Trigonometric equation simplification is about reducing the complexity of an equation to a form where standard algebraic methods can then be employed. Simplification usually involves several steps, each making it easier to identify potential solutions. These steps include:

• Converting complex trigonometric functions into basic ones such as sine and cosine.
• Finding a common denominator to combine terms.
• Applying trigonometric identities like the Pythagorean identity to reduce the number of trigonometric functions in the equation.
• Rearranging the equation to isolate terms and solve as you would a polynomial or linear equation.

Throughout the simplification process, it is essential to remain aware of the domain and range of the functions involved as well as the restrictions placed on the variable, as seen with set S in the exercise.

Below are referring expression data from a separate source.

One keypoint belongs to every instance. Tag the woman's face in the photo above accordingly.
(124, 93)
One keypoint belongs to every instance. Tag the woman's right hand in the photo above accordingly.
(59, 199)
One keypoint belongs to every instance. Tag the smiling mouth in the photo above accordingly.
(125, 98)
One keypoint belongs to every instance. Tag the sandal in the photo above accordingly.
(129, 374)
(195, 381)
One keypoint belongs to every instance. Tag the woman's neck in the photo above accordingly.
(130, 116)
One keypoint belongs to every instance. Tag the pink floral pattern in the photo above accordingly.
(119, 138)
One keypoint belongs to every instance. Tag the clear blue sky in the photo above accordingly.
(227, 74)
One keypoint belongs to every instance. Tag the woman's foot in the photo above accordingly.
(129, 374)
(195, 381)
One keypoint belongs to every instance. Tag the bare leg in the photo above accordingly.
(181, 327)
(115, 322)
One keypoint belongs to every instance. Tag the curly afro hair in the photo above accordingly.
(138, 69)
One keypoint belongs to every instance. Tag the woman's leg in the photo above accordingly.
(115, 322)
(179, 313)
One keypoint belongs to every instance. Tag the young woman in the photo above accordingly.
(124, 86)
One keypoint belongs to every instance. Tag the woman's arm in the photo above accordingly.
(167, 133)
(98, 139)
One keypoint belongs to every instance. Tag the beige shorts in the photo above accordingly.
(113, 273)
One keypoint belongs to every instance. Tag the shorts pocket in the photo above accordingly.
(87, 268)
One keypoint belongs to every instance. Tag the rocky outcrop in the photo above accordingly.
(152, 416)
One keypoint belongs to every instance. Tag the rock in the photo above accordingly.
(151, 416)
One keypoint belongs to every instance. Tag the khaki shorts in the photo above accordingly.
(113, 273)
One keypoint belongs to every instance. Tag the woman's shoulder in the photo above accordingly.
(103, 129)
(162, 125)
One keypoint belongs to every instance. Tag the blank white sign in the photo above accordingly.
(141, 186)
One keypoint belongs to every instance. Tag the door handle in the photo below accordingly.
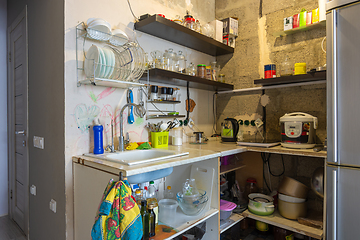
(21, 132)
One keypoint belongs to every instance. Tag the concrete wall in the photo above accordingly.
(84, 103)
(255, 47)
(46, 113)
(3, 112)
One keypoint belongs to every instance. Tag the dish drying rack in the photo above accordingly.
(127, 80)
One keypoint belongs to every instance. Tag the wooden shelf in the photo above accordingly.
(157, 75)
(289, 151)
(277, 220)
(300, 29)
(230, 167)
(231, 221)
(309, 77)
(164, 28)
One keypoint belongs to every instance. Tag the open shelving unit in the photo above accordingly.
(292, 225)
(231, 221)
(300, 29)
(166, 29)
(157, 75)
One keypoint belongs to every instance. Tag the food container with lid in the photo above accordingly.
(298, 130)
(293, 188)
(226, 209)
(261, 204)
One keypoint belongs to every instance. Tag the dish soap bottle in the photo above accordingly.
(168, 194)
(152, 199)
(98, 138)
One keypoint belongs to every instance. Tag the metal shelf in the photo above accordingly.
(309, 77)
(164, 28)
(165, 101)
(157, 75)
(300, 29)
(164, 116)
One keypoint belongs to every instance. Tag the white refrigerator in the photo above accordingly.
(343, 117)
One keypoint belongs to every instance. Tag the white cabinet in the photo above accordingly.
(90, 181)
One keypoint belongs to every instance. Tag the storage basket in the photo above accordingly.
(159, 139)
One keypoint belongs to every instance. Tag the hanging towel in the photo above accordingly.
(118, 215)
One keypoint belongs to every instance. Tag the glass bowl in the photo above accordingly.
(194, 204)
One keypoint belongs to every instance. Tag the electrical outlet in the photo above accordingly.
(258, 123)
(53, 205)
(38, 142)
(33, 190)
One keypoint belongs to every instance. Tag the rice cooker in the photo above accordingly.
(298, 130)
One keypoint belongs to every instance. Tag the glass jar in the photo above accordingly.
(201, 70)
(181, 62)
(286, 68)
(191, 70)
(190, 23)
(250, 186)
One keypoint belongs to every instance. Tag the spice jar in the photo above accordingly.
(190, 23)
(201, 71)
(153, 95)
(163, 95)
(250, 186)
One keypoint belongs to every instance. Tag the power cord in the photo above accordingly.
(137, 19)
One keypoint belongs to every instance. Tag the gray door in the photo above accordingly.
(18, 122)
(342, 203)
(343, 84)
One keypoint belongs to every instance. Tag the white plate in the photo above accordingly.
(110, 60)
(92, 61)
(102, 63)
(118, 37)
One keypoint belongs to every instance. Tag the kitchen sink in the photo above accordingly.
(138, 156)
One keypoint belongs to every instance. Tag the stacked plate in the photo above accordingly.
(126, 63)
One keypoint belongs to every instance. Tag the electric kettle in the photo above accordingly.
(230, 129)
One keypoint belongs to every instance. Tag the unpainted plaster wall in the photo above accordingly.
(255, 47)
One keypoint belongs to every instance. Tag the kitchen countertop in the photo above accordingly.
(197, 152)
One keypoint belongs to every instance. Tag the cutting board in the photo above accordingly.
(204, 178)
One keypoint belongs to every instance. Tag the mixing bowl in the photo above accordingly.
(192, 205)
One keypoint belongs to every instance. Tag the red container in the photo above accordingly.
(270, 71)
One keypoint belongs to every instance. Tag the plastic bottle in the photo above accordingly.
(168, 194)
(152, 199)
(139, 197)
(98, 138)
(145, 219)
(152, 220)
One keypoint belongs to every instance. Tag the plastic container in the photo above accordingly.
(98, 139)
(177, 136)
(299, 68)
(159, 139)
(226, 209)
(168, 194)
(167, 211)
(250, 186)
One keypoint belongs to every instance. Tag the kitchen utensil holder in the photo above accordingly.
(159, 139)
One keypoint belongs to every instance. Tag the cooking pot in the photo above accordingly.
(261, 204)
(298, 130)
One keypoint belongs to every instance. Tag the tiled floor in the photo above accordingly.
(9, 230)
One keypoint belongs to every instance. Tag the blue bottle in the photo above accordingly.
(98, 139)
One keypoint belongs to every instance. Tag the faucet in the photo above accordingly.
(121, 137)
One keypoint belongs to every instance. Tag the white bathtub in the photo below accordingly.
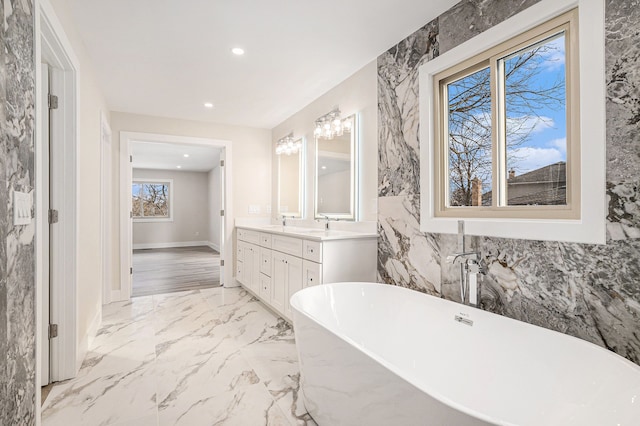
(378, 354)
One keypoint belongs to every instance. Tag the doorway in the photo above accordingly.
(55, 198)
(165, 232)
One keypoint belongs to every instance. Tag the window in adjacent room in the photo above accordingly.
(151, 199)
(507, 128)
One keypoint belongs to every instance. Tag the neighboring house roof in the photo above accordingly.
(550, 182)
(556, 172)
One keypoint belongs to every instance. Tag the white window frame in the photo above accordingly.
(171, 196)
(591, 226)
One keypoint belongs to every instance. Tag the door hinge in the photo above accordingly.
(53, 216)
(52, 101)
(53, 331)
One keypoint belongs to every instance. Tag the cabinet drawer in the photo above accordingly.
(292, 246)
(265, 261)
(265, 287)
(248, 236)
(311, 273)
(312, 250)
(265, 240)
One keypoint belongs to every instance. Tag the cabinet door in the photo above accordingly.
(294, 281)
(278, 280)
(240, 272)
(265, 261)
(247, 274)
(255, 269)
(265, 287)
(311, 273)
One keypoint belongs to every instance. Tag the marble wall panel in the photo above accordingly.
(17, 266)
(623, 90)
(588, 291)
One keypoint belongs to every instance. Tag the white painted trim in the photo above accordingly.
(106, 163)
(126, 243)
(53, 45)
(87, 339)
(116, 295)
(171, 244)
(591, 228)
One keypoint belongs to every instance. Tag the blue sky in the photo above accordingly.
(547, 144)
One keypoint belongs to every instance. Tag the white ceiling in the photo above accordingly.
(166, 156)
(166, 58)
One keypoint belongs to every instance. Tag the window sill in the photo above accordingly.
(147, 220)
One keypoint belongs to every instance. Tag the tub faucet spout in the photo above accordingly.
(470, 266)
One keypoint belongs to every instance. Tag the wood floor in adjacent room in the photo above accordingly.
(167, 270)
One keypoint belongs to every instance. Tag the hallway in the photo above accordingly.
(211, 356)
(168, 270)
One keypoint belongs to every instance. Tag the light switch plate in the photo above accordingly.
(21, 208)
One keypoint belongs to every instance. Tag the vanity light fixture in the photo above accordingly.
(288, 145)
(331, 125)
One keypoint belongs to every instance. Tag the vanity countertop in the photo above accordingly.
(309, 233)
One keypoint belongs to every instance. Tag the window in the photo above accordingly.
(539, 200)
(151, 199)
(504, 136)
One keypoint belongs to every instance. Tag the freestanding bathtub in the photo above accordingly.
(374, 354)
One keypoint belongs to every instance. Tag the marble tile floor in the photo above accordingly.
(204, 357)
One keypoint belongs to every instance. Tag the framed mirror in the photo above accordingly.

In practice, as in our exercise, after rewriting the given trigonometric functions in terms of $\sin x$ and $\cos x$, combining terms over a common denominator, and using identities like the Pythagorean identity to simplify further, we reach a point where the equation resembles a standard quadratic. From here, we can utilize methods like factoring or the quadratic formula to solve for the variable, $x$. Each solution must then be checked to ensure it lies within the given domain and satisfies any additional conditions outlined in the problem, such as not being equal to $0,\pm \frac{\pi }{2}$.